His action put the ball in Congress’ court to find a long term solution for dreamers.

In their op-ed piece, the two CEOs note that both of their companies employ DACA recipients. “We know from experience that the success of our businesses depends on having employees with diverse backgrounds and perspectives. It fuels creativity, broadens knowledge and helps drive innovation.”

Koch Industries encompass a variety of companies including manufacturing and refining of oil and chemicals. Forbes Magazine lists Koch as the second largest privately held company in the U.S. Apple is the world’s largest information technology company, producing such familiar products as the iPhone and the Mac computers.

‘Firmly aligned’ on DACA issue

Koch and Cook are as different politically as their companies. Deeply conservative, Charles Koch has made significant financial contributions to rightwing causes and mostly Republican candidates. Tim Cook has been more bipartisan in his donations but did host a fundraiser for Democrat Hillary Clinton when she was running for president.

“We are business leaders who sometimes differ on the issues of the day,” the two concede in their piece. “Yet, on a question as straightforward as this one, we are firmly aligned.”

Congress seems unlikely to provide a DACA solution by the end of the year.

While some Democrats have remained firm in linking the spending legislation to a measure that would allow nearly 800,000 DACA immigrants to continue to work and study in the United States, the effort seems to have lost momentum.

Speaking Wednesday to a group of DACA recipients, Democratic Senator Richard Durbin of Illinois said he wished he could “tell you that we’re totally confident we can get it done. I can’t say that. I don’t want to mislead you.” Durbin is a co-sponsor of the DREAM Act which would protect DACA recipients.

Republican lawmakers have maintained that there is no reason to act on DACA in 2017.

“There is no emergency. The president has given us until March to address it,” Senate Majority Leader Mitch McConnell, a Kentucky Republican, said Sunday on ABC’s This Week program. “I don’t think Democrats would be very smart to say they want to shut down the government over a nonemergency that we can address anytime between now and March.”

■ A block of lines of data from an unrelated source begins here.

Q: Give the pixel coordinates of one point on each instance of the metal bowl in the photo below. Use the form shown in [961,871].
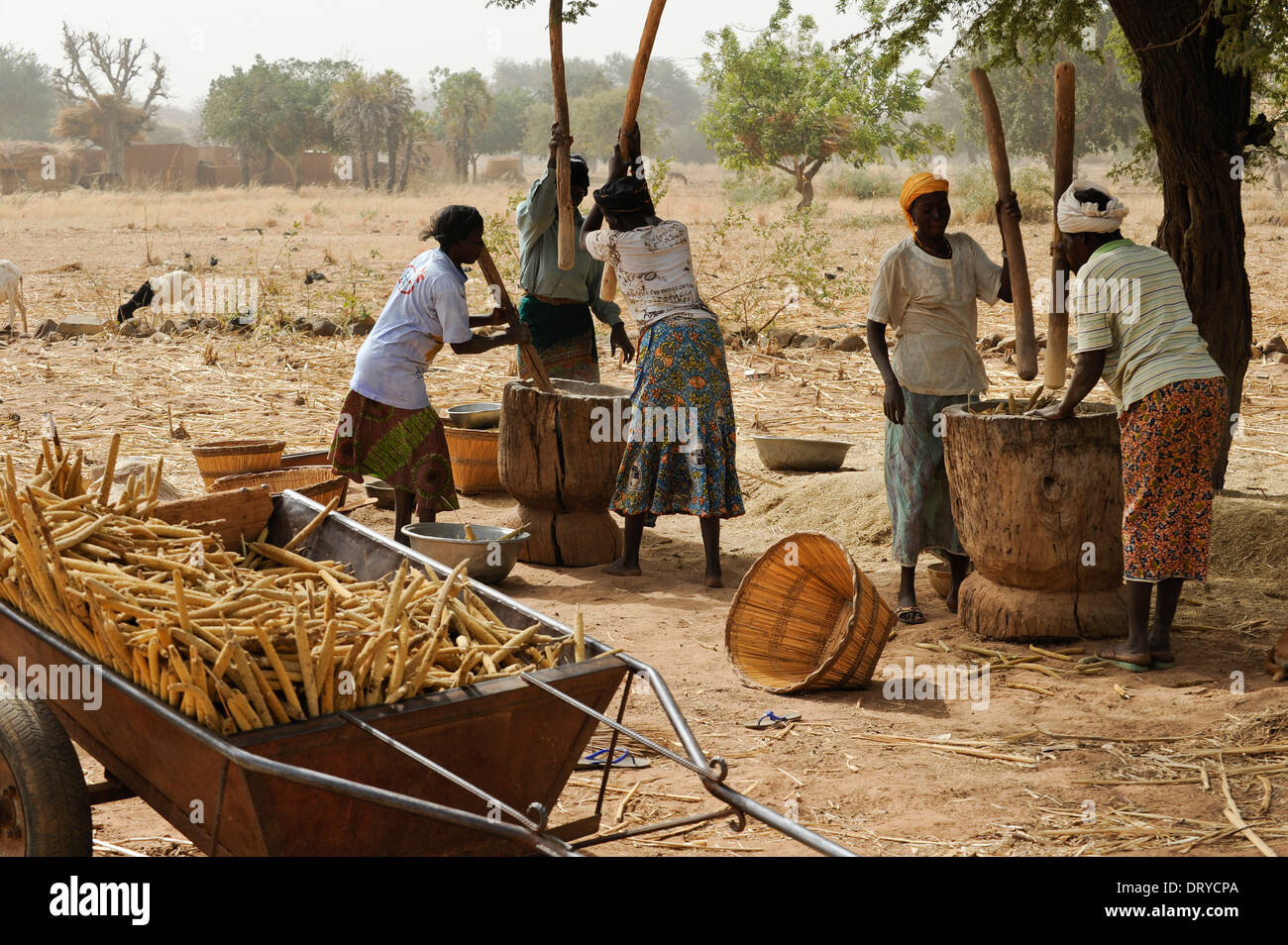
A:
[382,492]
[802,455]
[489,558]
[476,416]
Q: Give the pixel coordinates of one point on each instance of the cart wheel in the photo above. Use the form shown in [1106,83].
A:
[44,803]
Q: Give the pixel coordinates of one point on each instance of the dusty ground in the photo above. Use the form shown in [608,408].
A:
[840,768]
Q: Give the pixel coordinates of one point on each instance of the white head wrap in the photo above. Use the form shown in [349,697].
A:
[1073,217]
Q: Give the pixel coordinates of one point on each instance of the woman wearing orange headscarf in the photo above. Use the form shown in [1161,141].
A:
[926,290]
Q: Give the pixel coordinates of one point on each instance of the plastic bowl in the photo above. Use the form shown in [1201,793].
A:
[476,416]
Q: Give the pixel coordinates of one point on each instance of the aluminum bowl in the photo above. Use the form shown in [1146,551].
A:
[476,416]
[489,559]
[791,455]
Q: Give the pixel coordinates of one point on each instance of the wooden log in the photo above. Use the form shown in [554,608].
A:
[529,353]
[563,166]
[1038,507]
[1057,319]
[1025,344]
[558,458]
[634,93]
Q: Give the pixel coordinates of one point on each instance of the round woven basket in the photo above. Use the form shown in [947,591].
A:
[318,483]
[806,618]
[473,454]
[220,459]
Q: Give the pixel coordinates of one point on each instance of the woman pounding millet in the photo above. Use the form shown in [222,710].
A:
[1136,332]
[386,425]
[926,288]
[682,373]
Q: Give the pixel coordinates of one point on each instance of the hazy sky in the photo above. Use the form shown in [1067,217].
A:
[201,40]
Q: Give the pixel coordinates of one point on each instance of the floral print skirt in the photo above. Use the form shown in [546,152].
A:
[406,448]
[681,454]
[1170,443]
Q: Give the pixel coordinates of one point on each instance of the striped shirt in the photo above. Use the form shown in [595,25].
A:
[1128,301]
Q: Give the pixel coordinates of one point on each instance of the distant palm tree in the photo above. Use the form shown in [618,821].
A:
[397,104]
[359,116]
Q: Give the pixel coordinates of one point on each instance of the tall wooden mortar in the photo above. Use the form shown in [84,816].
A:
[558,458]
[1038,507]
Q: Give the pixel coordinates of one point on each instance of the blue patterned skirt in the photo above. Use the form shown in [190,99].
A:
[921,515]
[681,458]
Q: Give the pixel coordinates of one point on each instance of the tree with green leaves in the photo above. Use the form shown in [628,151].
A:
[274,110]
[596,116]
[464,108]
[27,90]
[1108,114]
[1199,62]
[786,101]
[506,129]
[97,89]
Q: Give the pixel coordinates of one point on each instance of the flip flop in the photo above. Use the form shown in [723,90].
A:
[623,760]
[771,721]
[1162,660]
[1122,664]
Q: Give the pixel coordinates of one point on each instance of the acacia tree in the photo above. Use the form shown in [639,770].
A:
[787,102]
[95,89]
[274,110]
[1107,98]
[1198,63]
[464,108]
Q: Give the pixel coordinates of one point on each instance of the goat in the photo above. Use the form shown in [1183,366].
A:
[11,290]
[165,293]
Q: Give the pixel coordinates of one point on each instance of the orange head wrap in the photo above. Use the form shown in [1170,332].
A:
[914,187]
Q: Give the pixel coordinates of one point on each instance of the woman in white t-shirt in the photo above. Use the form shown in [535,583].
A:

But that was said before a major Republican donor urged immediate action.

“We have no illusions about how difficult it can be to get things done in Washington, and we know that people of good faith disagree about aspects of immigration policy,“ Koch and Cook write.

“By acting now to ensure that dreamers can realize their potential by continuing to contribute to our country, Congress can reaffirm this essential American ideal.

“This is a political, economic and moral imperative.”